RealDVD distribution halted for longer

Federal judge extends temporary restraining order

A federal judge in Northern California has extended a temporary restraining order filed by the MPAA against RealNetworks, halting the distribution of the company's recently launched RealDVD software.

The terms of the TRO are not known. U.S. District Court Judge Marilyn Patel apparently issued the first TRO last Friday; however, that order has not been made public.

Both sides appeared before Patel Tuesday in which the judge extended the order, which includes taking the RealDVD product off the market, according to a source who attended the hearing.

It's likely RealDVD will remain off the market while the case is pending. Patel indicated at the hearing that she had concerns over violations of the Digital Millennium Copyrights Act and found RealNetworks seemed rushed to take its product to the market, despite the studios seeking an amicable resolution before the launch, a source said.
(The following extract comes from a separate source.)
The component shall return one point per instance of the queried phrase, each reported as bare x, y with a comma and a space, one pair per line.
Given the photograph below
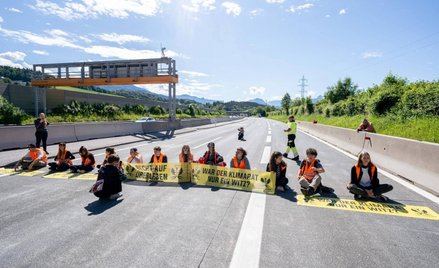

In a statement, the MPAA said it was "gratified the court recognized the harm of RealDVD to the motion picture industry and the strength of our arguments that the product circumvents the copyright protection building into DVD."

RealNetworks said of the TRO that Patel extended it so "she can hold a more complete hearing to be scheduled."

RealNetworks filed suit in Northern California against the MPAA on Sept. 30, the day it launched its RealDVD player, which allows users to download DVDs to their computers to watch.

The MPAA also filed suit the same day in Los Angeles federal court, claiming the software violates the Digital Millennium Copyright Act by allowing users to circumvent encryption coding and illegally copy the DVDs. Both cases are now being heard in Northern California.

RealNetworks claims there is nothing illegal about its product, but has stopped the public was using the software while the case is pending.

"RealDVD is currently unavailable," reads the product's Web site. "Due to recent legal action taken by the Hollywood movie studios against us, RealDVD is temporarily unavailable. Rest assured, we will continue to work diligently to provide you with software that allows you to make a legal copy of your DVDs for your own use."